MPI is the leading communication library used for partitioned address-space programming. In this project, we will develop techniques that combine MPI-aware compiler analysis and run-time systems to optimize MPI programs for shared memory by achieving zero-copy communication in a large number of cases. We avoid the difficult problem of matching sends and receives in MPI programs by developing a smart run-time system that serves as a drop-in replacement for standard MPI primitives. A source-level compiler, based on LLNL's ROSE framework, will optimize the original MPI program by converting the original calls to MPI primitives and selectively globalizing communication buffers into shared space to enable zero-copy communication. We will extend our analysis and implementation to also work with a declarative language for specifying communication that we have been developing, called Kanor.

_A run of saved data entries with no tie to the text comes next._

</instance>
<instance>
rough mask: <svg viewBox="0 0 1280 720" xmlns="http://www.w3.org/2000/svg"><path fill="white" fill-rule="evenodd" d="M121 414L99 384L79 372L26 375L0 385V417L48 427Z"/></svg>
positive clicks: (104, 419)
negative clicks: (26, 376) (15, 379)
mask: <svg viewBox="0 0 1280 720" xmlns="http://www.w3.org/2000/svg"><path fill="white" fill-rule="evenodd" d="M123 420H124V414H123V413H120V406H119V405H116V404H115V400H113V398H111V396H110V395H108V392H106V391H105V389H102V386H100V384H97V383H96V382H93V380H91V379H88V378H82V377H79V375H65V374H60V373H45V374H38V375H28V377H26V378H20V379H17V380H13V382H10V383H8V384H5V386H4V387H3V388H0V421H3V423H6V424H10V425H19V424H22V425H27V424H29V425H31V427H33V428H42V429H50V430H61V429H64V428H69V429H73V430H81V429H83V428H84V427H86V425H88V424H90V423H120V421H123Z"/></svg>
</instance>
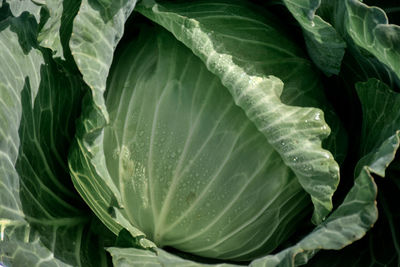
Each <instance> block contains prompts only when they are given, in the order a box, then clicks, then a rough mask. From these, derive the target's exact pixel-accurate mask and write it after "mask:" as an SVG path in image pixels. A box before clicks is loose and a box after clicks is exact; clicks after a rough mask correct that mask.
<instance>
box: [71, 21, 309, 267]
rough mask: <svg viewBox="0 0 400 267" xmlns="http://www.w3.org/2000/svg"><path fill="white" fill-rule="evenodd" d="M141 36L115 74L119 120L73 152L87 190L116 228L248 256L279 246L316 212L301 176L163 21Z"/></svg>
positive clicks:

The ability to optimize partitioned address-space programs, such as those using MPI, on increasingly common many-cores gives us a powerful motivation for our project. However, to achieve improved scaling, we will also explore optimization challenges for hybrid platforms, consisting of clusters of shared-memory machines.

Intellectual Merit

Automatic optimization of programs written for distributed memory (such as, using MPI) for shared memory remains an open problem. This project will aim to address this important problem, which will be a significant step toward automatic migration of legacy code to next generation machines. By leveraging our work on Kanor this project will also help develop a uniform parallel programming environment that can deliver high performance at multiple scales.

Broader Impacts

One PhD student and one MS student will gain first-hand experience of working on a shared high-performance resource by working on FutureGrid. Outcome of the research will be published in leading international conferences, which will also provide the Masters student exposure to computer science research. The source-level compiler, based on ROSE, and the run-time system will be made available under an open-source license.

Project Contact

Project Lead
Arun Chauhan (achauhan) 
Project Manager
Arun Chauhan (achauhan) 
Project Members
Nilesh Mahajan, Uday Pitambare  

Resource Requirements

Hardware Systems
  • india (IBM iDataPlex at IU)
  • delta (GPU Cloud)
 
Use of FutureGrid

We will run experiments on Delta to assess the performance of our techniques on multiple cores of a node. Later, we will use multiple nodes of a cluster to evaluate the performance in hybrid scenarios.

Scale of Use

One node at a time, initially. Multiple nodes in the later part of the project.

Project Timeline

Submitted
06/19/2012 - 11:11